Tuesday, December 02, 2008

Tory lead cut as Labour faithful return to the fold.

I thought the Tory response to Labour's pre-budget report was insane. I said at the time that I thought George Osborne's response was simply appalling.

And now the latest opinion poll figures appear to indicate that Labour supporters are returning to the fold as the Tories start talking about cutting public services rather than spending our way out of recession as Barack Obama and almost every other western leader intends to do.

I thought Cameron, who has played a very clever game up until this point, misjudged this one horribly and - in a single day - undid all his hard work to remove the Tory image as the nasty party.

But it was Osborne's attempt to lay the blame for a worldwide recession - and one which we all know started with the subprime mortgage crisis in the US - solely at the door of Number 10 which made him seem not only not serious but borderline bonkers. It was quite one of the worst performances I have ever seen in the Commons.

And, if the recent figures are correct, the rest of the nation was also appalled.

Labour has narrowed the Conservative Party's poll lead to just one point as the "Brown bounce" continues, according to a ComRes survey for The Independent.

It suggests that the measures in last week's pre-Budget report (PBR), including a new 45p-in-the-pound top rate of tax on incomes over £150,000, have proved popular among Labour's core voters.

The survey, taken between Friday and Sunday, puts the Tories on 37 per cent (down two points on last month), Labour on 36 per cent (up five points), the Liberal Democrats on 17 per cent (up one point) and other parties on 10 per cent (down four points).

The figures would give Gordon Brown an overall majority of 10 if repeated at a general election. The gap between the two main parties is the narrowest in any poll since January, when an Ipsos MORI survey put Labour one point ahead.
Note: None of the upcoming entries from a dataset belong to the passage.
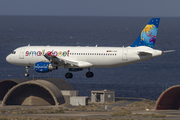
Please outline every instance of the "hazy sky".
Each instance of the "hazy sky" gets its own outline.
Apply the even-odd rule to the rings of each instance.
[[[180,0],[0,0],[0,15],[180,17]]]

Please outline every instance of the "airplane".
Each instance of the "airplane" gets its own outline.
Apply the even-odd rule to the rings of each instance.
[[[29,76],[30,66],[39,73],[51,72],[58,68],[67,70],[66,78],[72,78],[71,72],[88,69],[87,78],[94,76],[90,68],[117,67],[134,64],[163,55],[165,52],[154,49],[160,18],[152,18],[141,31],[135,42],[127,47],[73,47],[73,46],[24,46],[15,49],[6,57],[6,61],[26,66],[25,76]]]

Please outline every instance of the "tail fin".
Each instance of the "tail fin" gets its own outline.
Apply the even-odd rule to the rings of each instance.
[[[148,46],[154,48],[160,18],[152,18],[139,34],[131,47]]]

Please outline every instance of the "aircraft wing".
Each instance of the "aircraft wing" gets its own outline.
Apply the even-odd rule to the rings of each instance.
[[[93,64],[85,61],[78,61],[78,60],[71,60],[63,57],[56,57],[56,56],[49,56],[45,54],[44,57],[48,59],[51,63],[58,64],[58,65],[69,65],[71,67],[79,67],[79,68],[87,68],[92,67]]]
[[[149,52],[149,51],[139,51],[137,54],[142,55],[142,56],[144,56],[144,55],[152,55],[152,53]]]

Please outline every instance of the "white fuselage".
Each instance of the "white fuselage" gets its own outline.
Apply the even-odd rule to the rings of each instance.
[[[128,65],[162,55],[162,51],[146,46],[139,47],[72,47],[72,46],[25,46],[19,47],[6,60],[15,65],[33,66],[36,62],[49,62],[44,54],[50,52],[57,58],[84,61],[91,67],[116,67]],[[139,53],[149,54],[139,54]],[[64,68],[59,64],[58,67]],[[89,66],[88,66],[89,67]],[[88,68],[83,66],[82,68]]]

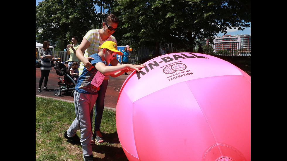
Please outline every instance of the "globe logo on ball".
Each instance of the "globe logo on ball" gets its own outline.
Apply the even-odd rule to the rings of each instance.
[[[181,63],[177,63],[172,65],[169,65],[163,68],[163,72],[167,74],[171,74],[177,71],[183,70],[186,68],[185,65]]]

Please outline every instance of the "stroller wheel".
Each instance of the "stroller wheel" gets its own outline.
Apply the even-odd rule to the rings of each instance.
[[[54,89],[54,94],[56,96],[59,96],[61,95],[62,92],[60,89],[58,88],[55,88]]]
[[[74,93],[75,93],[75,90],[74,89],[74,90],[73,90],[73,91],[72,91],[72,97],[74,97]]]

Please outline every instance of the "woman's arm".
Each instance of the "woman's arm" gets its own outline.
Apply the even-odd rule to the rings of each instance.
[[[52,59],[54,57],[54,56],[52,55],[49,55],[46,54],[45,52],[44,52],[44,49],[41,49],[41,50],[40,51],[40,53],[41,55],[40,57],[41,59],[43,59],[43,58],[47,58],[47,59],[49,58]]]
[[[76,51],[76,56],[79,59],[81,60],[81,61],[83,63],[85,67],[86,67],[87,69],[89,70],[94,67],[94,66],[89,61],[89,60],[90,59],[93,60],[94,58],[90,56],[86,58],[84,56],[83,53],[85,52],[85,51],[88,48],[90,45],[90,42],[87,39],[84,38],[83,39],[83,41],[82,41],[82,42],[81,43],[80,46],[78,48],[78,49]]]
[[[141,71],[139,69],[142,68],[146,66],[145,64],[140,65],[133,65],[130,64],[122,64],[120,65],[115,66],[106,66],[103,63],[97,63],[95,65],[96,69],[101,73],[105,75],[109,75],[113,77],[115,77],[116,75],[120,73],[121,71],[126,69],[133,71],[136,70],[138,71]],[[118,73],[117,73],[119,72]]]

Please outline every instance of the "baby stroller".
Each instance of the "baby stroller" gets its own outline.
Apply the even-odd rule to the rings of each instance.
[[[72,96],[73,96],[76,81],[74,80],[73,78],[78,76],[71,77],[70,72],[64,64],[59,61],[54,63],[57,60],[57,59],[52,60],[50,62],[50,63],[56,70],[57,74],[60,76],[64,76],[64,79],[62,79],[60,77],[58,78],[60,81],[58,82],[59,88],[54,89],[54,94],[56,96],[59,96],[66,92],[72,91]]]

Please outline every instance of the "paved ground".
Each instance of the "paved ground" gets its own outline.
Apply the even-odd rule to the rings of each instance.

Labour's support among the bottom social group DE has risen from 35 per cent to 51 per cent over the past month. In contrast, Tory support among the same group has dropped from 39 per cent to one in four. At the same time, Labour's backing among C2 skilled manual workers has grown from 23 per cent to 35 per cent.

Cameron has held a large lead over Labour without specifically telling any of us what he intended to do. It was enough that he offered an alternative to the government and didn't appear scary.

However, his response to the financial crisis was simply to do nothing and allow the market to sort itself out, even if that meant large cuts in public services.

It will be very interesting to see if he changes his tune now that there are figures indicating what way the public mood is pointing on this matter.